Ms Goossen and other Mr Trump supporters speak reverently about the president’s clear speech, the fact that he is not a typical pontificate politician, the way he, a New York real estate mogul, can relate to all strata of society.
The president took to the job sites and spoke to workers “hauling drywall and raising steel,” said Blake Collingsworth, who runs a house building company in Lincoln.
“You have to be for the little guy,” Mr. Collingsworth said. “He understands this part of society and how important the person who works is.”
People like Tim Esch, a rancher from Spalding, remember the pain in the 1980s caused by President Jimmy Carter’s Soviet grain embargo, which brought down prices for corn and wheat. Mr. Trump’s trade policies with China have also been difficult for farmers, he said, but will pay off in the long run.
Some of Mr. Trump’s plans haven’t worked, he said, but his actions show he listened to farmers’ concerns.
“All this China stuff, Trump just supported,” Mr.

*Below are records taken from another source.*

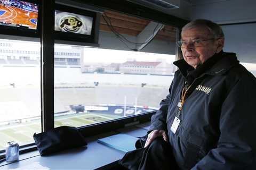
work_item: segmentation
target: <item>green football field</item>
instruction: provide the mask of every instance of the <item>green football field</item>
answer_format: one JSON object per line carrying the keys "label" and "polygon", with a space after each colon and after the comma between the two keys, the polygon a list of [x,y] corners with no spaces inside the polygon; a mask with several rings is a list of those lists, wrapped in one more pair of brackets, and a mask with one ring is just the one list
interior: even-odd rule
{"label": "green football field", "polygon": [[[55,128],[60,126],[79,127],[89,124],[107,121],[121,116],[95,114],[77,114],[56,117]],[[41,132],[41,120],[0,128],[0,150],[4,149],[5,144],[11,141],[20,145],[34,142],[33,134]]]}

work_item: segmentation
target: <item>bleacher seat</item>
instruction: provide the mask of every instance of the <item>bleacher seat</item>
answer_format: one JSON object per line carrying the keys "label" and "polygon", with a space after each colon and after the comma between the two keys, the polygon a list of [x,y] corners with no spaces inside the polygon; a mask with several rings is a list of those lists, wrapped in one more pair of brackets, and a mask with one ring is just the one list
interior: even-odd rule
{"label": "bleacher seat", "polygon": [[0,59],[0,64],[6,64],[7,62],[4,59]]}
{"label": "bleacher seat", "polygon": [[24,64],[21,60],[8,60],[8,62],[10,64]]}

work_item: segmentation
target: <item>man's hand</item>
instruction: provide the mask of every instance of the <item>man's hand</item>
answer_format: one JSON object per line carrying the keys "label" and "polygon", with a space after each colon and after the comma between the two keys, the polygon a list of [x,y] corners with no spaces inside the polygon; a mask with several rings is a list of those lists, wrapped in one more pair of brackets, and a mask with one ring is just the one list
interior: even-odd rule
{"label": "man's hand", "polygon": [[167,141],[167,138],[165,132],[163,130],[154,130],[152,131],[148,135],[148,139],[146,141],[145,145],[144,148],[147,147],[147,146],[151,143],[152,141],[156,139],[156,137],[162,136],[163,138],[165,141]]}

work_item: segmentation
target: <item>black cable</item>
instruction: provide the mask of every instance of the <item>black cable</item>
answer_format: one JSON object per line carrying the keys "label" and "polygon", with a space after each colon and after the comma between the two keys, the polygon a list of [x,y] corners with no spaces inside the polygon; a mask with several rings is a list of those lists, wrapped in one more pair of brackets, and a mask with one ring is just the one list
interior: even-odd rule
{"label": "black cable", "polygon": [[[130,48],[128,45],[126,44],[126,43],[125,43],[125,41],[126,41],[127,42],[129,42],[129,43],[131,43],[131,44],[134,44],[135,45],[135,46],[137,46],[137,45],[143,45],[144,44],[146,44],[146,45],[145,46],[144,46],[142,49],[140,49],[141,50],[143,48],[144,48],[146,46],[147,46],[148,45],[148,44],[149,44],[151,41],[152,40],[154,39],[154,37],[153,37],[153,38],[149,38],[147,40],[146,40],[145,42],[142,42],[142,43],[138,43],[138,42],[132,42],[129,40],[128,40],[127,38],[126,38],[124,36],[123,36],[122,35],[121,35],[121,33],[119,33],[117,31],[116,31],[115,28],[114,28],[114,27],[112,25],[112,23],[111,22],[111,20],[110,20],[110,19],[108,17],[106,14],[103,13],[103,14],[102,15],[102,18],[103,19],[104,19],[104,20],[105,21],[106,23],[107,23],[107,25],[108,26],[108,27],[109,27],[109,28],[110,28],[110,30],[117,37],[117,38],[118,38],[119,39],[119,40],[123,42],[124,43],[125,46],[130,49],[131,50],[133,50],[134,51],[138,51],[138,49],[137,49],[137,48]],[[107,19],[108,20],[108,21],[107,21]],[[153,34],[150,37],[151,37],[151,36],[154,36],[154,35],[155,33],[155,32],[156,31],[156,29],[157,28],[158,26],[159,25],[159,23],[157,23],[157,26],[156,26],[156,27],[155,28],[155,29],[154,29],[154,31],[153,31]],[[155,36],[154,37],[155,37]]]}

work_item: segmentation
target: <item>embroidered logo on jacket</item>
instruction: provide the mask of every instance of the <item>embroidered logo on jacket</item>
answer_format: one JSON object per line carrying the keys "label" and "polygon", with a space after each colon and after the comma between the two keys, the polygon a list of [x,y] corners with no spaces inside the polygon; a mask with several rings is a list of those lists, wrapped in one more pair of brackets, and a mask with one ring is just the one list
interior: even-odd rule
{"label": "embroidered logo on jacket", "polygon": [[203,91],[207,95],[210,93],[211,90],[212,90],[212,88],[210,88],[206,86],[203,86],[202,85],[198,85],[197,87],[196,88],[196,90]]}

Esch said.
Like Mr. Esch, many Republicans in Nebraska believe the Democratic Party is using the pandemic as a political tool against the president. Coronavirus cases are skyrocketing here; church prayer lists include long lists of names of those who are suffering. In Henderson, the virus ended up in a nursing home and affected several families.
But on farms where the nearest house is miles away, concerns about the disease seem distant.

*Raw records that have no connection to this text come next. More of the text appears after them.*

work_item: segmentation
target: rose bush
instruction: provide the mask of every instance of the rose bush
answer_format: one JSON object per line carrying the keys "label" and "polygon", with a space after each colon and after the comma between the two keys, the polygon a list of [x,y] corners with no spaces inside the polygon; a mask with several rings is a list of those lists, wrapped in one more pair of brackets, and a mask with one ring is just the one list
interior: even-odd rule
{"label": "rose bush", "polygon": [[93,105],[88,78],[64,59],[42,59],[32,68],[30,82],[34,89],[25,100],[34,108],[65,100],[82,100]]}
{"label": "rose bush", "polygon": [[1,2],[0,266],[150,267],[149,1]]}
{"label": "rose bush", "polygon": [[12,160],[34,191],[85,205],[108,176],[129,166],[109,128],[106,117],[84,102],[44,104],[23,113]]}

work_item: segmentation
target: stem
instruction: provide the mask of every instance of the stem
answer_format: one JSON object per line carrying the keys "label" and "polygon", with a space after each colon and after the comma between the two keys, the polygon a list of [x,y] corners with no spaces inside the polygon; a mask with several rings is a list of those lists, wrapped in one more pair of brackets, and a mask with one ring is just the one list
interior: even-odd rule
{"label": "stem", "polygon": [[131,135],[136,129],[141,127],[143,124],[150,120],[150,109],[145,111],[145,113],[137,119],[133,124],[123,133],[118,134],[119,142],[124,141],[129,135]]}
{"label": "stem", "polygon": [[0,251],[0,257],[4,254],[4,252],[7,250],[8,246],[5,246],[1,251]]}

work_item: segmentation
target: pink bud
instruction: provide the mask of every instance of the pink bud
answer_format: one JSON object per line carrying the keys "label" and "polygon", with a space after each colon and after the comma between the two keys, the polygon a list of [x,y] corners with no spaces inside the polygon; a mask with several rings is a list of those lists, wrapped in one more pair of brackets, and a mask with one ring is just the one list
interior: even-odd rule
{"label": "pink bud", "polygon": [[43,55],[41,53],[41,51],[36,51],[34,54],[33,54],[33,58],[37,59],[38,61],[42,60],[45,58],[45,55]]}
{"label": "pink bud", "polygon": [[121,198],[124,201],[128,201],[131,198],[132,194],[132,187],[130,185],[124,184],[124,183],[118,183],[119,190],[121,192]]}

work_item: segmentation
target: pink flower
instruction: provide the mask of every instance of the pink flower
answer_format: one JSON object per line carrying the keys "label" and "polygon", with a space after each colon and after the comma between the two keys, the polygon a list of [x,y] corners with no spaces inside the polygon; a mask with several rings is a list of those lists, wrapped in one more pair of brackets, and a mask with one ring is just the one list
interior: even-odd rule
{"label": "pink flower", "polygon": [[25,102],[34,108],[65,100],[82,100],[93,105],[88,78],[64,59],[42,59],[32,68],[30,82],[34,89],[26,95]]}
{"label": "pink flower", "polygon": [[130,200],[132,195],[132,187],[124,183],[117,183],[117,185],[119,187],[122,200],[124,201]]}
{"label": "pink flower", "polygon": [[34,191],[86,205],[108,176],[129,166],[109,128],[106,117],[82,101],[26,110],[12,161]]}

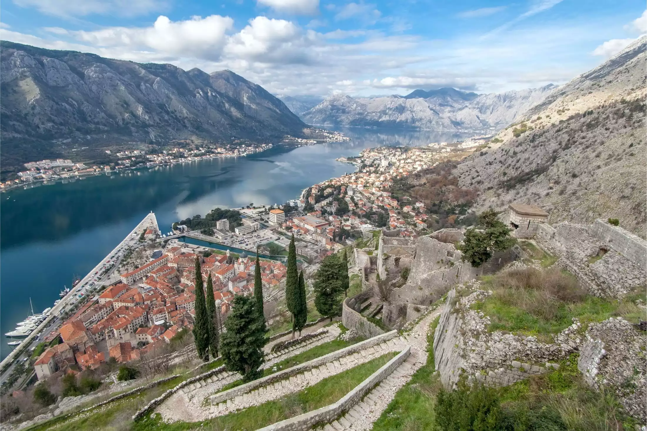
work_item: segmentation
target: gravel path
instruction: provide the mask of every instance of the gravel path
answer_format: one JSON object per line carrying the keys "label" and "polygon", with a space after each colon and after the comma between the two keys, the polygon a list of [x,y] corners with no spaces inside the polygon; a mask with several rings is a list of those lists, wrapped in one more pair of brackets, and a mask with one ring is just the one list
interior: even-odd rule
{"label": "gravel path", "polygon": [[427,363],[427,331],[429,325],[439,316],[442,307],[433,310],[418,323],[411,331],[399,338],[394,338],[411,346],[411,355],[388,377],[369,392],[364,399],[345,415],[320,427],[318,431],[364,431],[370,430],[373,425],[386,409],[396,392],[406,384],[413,373]]}

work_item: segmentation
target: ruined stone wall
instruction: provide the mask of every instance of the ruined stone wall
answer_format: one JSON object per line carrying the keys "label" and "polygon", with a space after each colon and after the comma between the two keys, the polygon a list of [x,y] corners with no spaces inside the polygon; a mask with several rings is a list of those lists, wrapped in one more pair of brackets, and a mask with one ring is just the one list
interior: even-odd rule
{"label": "ruined stone wall", "polygon": [[415,240],[380,234],[380,243],[377,252],[377,273],[386,280],[388,272],[393,269],[411,267],[415,258]]}
{"label": "ruined stone wall", "polygon": [[460,298],[452,289],[436,328],[433,355],[436,370],[446,387],[452,387],[464,373],[470,381],[507,386],[558,367],[556,361],[577,349],[580,326],[576,320],[554,335],[553,343],[499,331],[488,333],[490,318],[470,308],[490,294],[479,290],[479,285],[476,280],[464,285],[464,289],[476,290]]}
{"label": "ruined stone wall", "polygon": [[[370,298],[371,293],[367,291],[368,296],[362,296],[362,293],[353,298],[347,298],[342,305],[342,324],[349,329],[355,329],[360,335],[367,338],[377,337],[384,334],[384,331],[377,325],[369,322],[368,320],[355,311],[363,301]],[[358,298],[359,297],[359,298]]]}
{"label": "ruined stone wall", "polygon": [[[438,234],[437,238],[447,240],[447,235],[451,233],[439,231],[434,234]],[[521,252],[521,249],[516,247],[513,250],[495,253],[485,264],[474,268],[468,262],[461,260],[463,254],[453,243],[441,242],[430,236],[421,237],[416,243],[415,259],[407,282],[391,292],[388,302],[382,309],[382,322],[392,327],[405,318],[410,305],[428,306],[454,285],[496,272],[518,258]]]}
{"label": "ruined stone wall", "polygon": [[621,317],[589,325],[578,368],[593,388],[610,388],[631,416],[647,421],[647,335]]}
{"label": "ruined stone wall", "polygon": [[589,229],[591,234],[611,249],[647,271],[647,241],[618,226],[597,219]]}

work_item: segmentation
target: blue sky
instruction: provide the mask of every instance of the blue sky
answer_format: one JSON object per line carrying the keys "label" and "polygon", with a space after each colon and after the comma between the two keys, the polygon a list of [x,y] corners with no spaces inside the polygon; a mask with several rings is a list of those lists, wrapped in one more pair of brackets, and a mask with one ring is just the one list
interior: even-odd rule
{"label": "blue sky", "polygon": [[274,93],[564,83],[647,32],[644,0],[5,0],[3,39],[206,72]]}

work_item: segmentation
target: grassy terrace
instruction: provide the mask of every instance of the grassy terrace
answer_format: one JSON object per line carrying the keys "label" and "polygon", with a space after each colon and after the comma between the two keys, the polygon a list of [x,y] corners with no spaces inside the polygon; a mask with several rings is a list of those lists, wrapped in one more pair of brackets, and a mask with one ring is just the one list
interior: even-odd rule
{"label": "grassy terrace", "polygon": [[472,307],[490,318],[489,331],[509,331],[551,341],[551,334],[562,331],[578,318],[583,327],[620,316],[637,322],[643,312],[635,300],[644,287],[620,300],[589,295],[575,278],[557,269],[532,268],[481,278],[483,289],[493,294]]}
{"label": "grassy terrace", "polygon": [[166,424],[158,415],[154,418],[144,419],[134,424],[131,429],[135,431],[256,430],[336,402],[395,355],[395,352],[387,353],[354,368],[324,379],[307,389],[289,394],[281,399],[268,401],[259,406],[249,407],[241,412],[231,413],[209,421]]}
{"label": "grassy terrace", "polygon": [[[364,338],[358,337],[350,341],[344,341],[343,340],[335,338],[334,340],[320,344],[319,346],[316,346],[311,349],[306,350],[305,351],[301,352],[298,355],[295,355],[294,356],[289,358],[286,358],[285,359],[277,362],[271,368],[266,368],[264,370],[263,377],[270,375],[270,374],[274,374],[274,373],[278,373],[283,370],[291,368],[296,365],[299,365],[300,364],[307,362],[309,360],[316,359],[316,358],[324,356],[328,353],[332,353],[333,351],[341,350],[344,348],[353,346],[353,344],[358,343],[360,341],[364,341]],[[237,380],[223,386],[220,392],[222,392],[223,391],[226,391],[231,389],[232,388],[236,388],[236,386],[239,386],[241,384],[243,384],[243,380]]]}

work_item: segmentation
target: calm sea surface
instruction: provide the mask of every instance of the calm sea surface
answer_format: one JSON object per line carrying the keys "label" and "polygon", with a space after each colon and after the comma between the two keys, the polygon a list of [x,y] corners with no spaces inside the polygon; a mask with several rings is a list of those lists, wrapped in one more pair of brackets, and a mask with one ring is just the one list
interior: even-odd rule
{"label": "calm sea surface", "polygon": [[51,307],[153,211],[162,232],[215,206],[283,203],[302,190],[353,170],[335,161],[364,148],[454,142],[433,131],[343,129],[350,142],[274,148],[237,159],[102,174],[0,193],[0,356],[5,332]]}

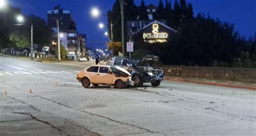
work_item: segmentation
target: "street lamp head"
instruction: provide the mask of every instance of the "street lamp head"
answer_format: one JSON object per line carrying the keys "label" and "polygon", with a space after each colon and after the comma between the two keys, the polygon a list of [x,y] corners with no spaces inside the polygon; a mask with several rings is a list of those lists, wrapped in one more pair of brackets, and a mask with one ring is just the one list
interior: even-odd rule
{"label": "street lamp head", "polygon": [[103,27],[104,27],[104,25],[103,25],[103,23],[99,23],[99,27],[100,28],[103,28]]}
{"label": "street lamp head", "polygon": [[[0,0],[1,1],[1,0]],[[18,16],[18,17],[17,17],[17,20],[18,20],[18,22],[23,22],[23,20],[24,20],[24,18],[21,15],[19,15]]]}
{"label": "street lamp head", "polygon": [[99,11],[96,8],[93,8],[92,9],[91,12],[92,16],[94,17],[97,17],[99,16]]}

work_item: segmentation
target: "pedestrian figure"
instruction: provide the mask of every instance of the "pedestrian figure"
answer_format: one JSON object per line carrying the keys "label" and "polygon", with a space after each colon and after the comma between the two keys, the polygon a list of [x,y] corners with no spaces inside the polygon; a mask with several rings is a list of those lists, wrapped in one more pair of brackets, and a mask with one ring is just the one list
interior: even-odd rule
{"label": "pedestrian figure", "polygon": [[95,62],[96,63],[96,65],[98,65],[98,63],[99,63],[99,57],[96,56],[96,59],[95,60]]}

“I have bigger problems than a virus that 99.9% of us can overcome without medical intervention,” said Rempel who, like most people in the area, does not always wear a mask. when gathered with others.
Mr. Rempel enjoys the feeling of seclusion of being on the farm, where he can move around in the cab of his combine harvester or behind the wheel of his pickup truck, bouncing on gravel roads.

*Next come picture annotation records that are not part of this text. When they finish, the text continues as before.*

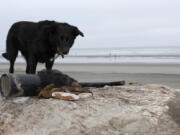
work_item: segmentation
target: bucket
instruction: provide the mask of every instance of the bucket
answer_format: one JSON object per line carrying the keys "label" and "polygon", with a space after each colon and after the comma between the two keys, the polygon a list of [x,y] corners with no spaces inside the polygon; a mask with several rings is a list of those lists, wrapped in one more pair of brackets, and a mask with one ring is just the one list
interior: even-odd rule
{"label": "bucket", "polygon": [[4,97],[37,96],[41,90],[38,75],[3,74],[1,76],[1,94]]}

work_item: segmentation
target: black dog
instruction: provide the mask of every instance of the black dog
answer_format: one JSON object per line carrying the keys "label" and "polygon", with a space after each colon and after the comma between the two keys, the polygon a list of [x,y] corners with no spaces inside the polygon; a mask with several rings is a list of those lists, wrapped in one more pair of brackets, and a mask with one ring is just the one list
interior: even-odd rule
{"label": "black dog", "polygon": [[26,60],[26,73],[34,74],[38,62],[45,63],[46,69],[51,70],[55,54],[58,53],[62,57],[68,54],[78,35],[84,36],[77,27],[67,23],[17,22],[8,32],[6,53],[2,55],[10,61],[10,73],[14,72],[18,50]]}

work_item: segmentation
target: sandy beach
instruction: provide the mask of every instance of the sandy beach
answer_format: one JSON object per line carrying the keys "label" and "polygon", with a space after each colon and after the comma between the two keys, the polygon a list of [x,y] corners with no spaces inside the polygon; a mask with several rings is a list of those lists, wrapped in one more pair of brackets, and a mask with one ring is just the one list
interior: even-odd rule
{"label": "sandy beach", "polygon": [[[24,73],[25,66],[16,63],[16,73]],[[1,63],[0,74],[8,72],[8,68],[8,63]],[[37,71],[44,68],[44,64],[38,64]],[[126,85],[162,84],[180,88],[180,64],[55,64],[53,68],[80,82],[125,80]]]}

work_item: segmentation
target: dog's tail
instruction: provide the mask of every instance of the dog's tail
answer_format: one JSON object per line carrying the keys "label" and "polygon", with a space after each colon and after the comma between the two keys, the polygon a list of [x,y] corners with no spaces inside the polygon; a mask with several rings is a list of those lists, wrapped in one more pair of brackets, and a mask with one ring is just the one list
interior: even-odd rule
{"label": "dog's tail", "polygon": [[2,56],[3,56],[4,58],[6,58],[7,60],[9,60],[9,55],[8,55],[8,53],[3,53]]}
{"label": "dog's tail", "polygon": [[87,82],[87,83],[80,83],[81,87],[104,87],[106,85],[108,86],[119,86],[119,85],[125,85],[125,81],[117,81],[117,82]]}

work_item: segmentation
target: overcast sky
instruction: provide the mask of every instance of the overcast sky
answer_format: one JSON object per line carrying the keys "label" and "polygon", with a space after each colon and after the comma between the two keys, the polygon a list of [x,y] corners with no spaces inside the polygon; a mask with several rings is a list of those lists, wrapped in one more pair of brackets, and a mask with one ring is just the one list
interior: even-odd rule
{"label": "overcast sky", "polygon": [[75,48],[180,46],[180,0],[1,0],[0,50],[16,21],[55,20],[85,37]]}

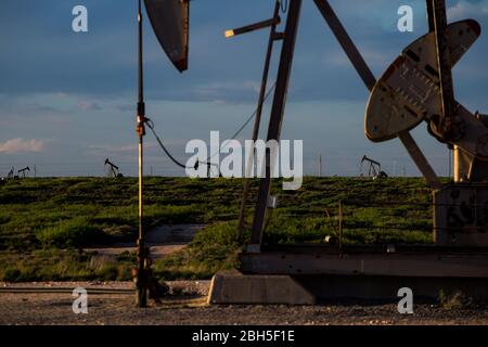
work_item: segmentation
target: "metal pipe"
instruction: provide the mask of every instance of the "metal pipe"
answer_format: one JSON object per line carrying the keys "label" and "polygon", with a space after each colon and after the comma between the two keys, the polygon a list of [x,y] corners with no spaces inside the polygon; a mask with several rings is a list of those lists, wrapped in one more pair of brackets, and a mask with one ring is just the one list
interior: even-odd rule
{"label": "metal pipe", "polygon": [[[284,110],[286,104],[286,94],[288,91],[290,76],[292,74],[293,55],[295,51],[296,36],[301,10],[301,0],[290,0],[286,28],[284,33],[283,47],[280,56],[280,66],[277,78],[277,89],[274,92],[273,104],[271,108],[271,118],[269,123],[267,141],[280,140],[281,127],[283,124]],[[254,215],[253,232],[248,250],[259,252],[262,241],[262,230],[265,216],[268,206],[268,197],[271,188],[271,167],[274,163],[270,151],[266,154],[266,177],[261,179],[259,185],[259,195]]]}
{"label": "metal pipe", "polygon": [[322,16],[324,17],[325,22],[331,27],[332,33],[337,38],[337,41],[343,47],[344,52],[346,52],[347,56],[352,63],[352,66],[358,72],[364,85],[371,91],[374,85],[376,83],[376,78],[374,77],[371,69],[368,67],[368,64],[365,63],[359,50],[357,49],[355,42],[352,42],[351,38],[347,34],[346,29],[344,28],[339,18],[335,14],[334,10],[329,4],[329,1],[326,0],[313,0],[313,1],[316,2],[316,5],[319,9],[320,13],[322,13]]}

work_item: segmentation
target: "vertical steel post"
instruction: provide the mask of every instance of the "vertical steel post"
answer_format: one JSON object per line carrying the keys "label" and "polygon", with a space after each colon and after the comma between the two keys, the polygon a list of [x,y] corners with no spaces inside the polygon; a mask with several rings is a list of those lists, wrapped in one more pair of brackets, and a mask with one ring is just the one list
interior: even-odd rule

“I love being in a flying country. I love this. I kiss her, ”Mr. Rempel said, walking through his rows of corn and rubbing each bent stalk. “I lived in Omaha. No one knew who you were. You can do whatever you want. You could go and steal a car, hit a pole and run away without anyone caring.
Rural life, he said, offers responsibilities to people who share a set of values. To be surrounded by parents, grandparents, those “who are proud of you”, is to anchor. It’s something he thinks lost in the big cities.
The fire caused Mr Rempel to focus on dividing the country, which he said he was tired of even though he knows his views are drastically different from those of many who support Mr Biden.
“Everyone wants to put people in a box so that we can decide right away if we hate you. You are a Trump supporter! You are a supporter of Biden! We hate you! “He said.” We have to let go of this as a country. You are who you are, and I am who I am, and I can love you even if I don’t agree with you.
In Henderson, word quickly spread among all the farmers about Mr. Rempel’s burning equipment. Everyone knew that this came at a crucial time when the corn had to be harvested and transported to the market. The urgency was all the greater for Mr. Rempel whose wife was a few days before the due date with the couple’s third child.
Neighbors and church friends brought homemade cinnamon casseroles and buns. Mr. Rempel’s sister created a GoFundMe page titled “Burned Farmer” where donations exceeded $ 100,000.
And under a silvery sky of a recent freezing dawn, a line of combines and tractors rumbled over the horizon and stopped in gravel terrain. About 20 farmers got out of their vehicles and gathered for a prayer before going to work. They came from nearby farms and as far away as Colorado to help Mr. Rempel finish his harvest.
“Welcome to my life,” Mr. Rempel said, taking it all in, “where people are good.”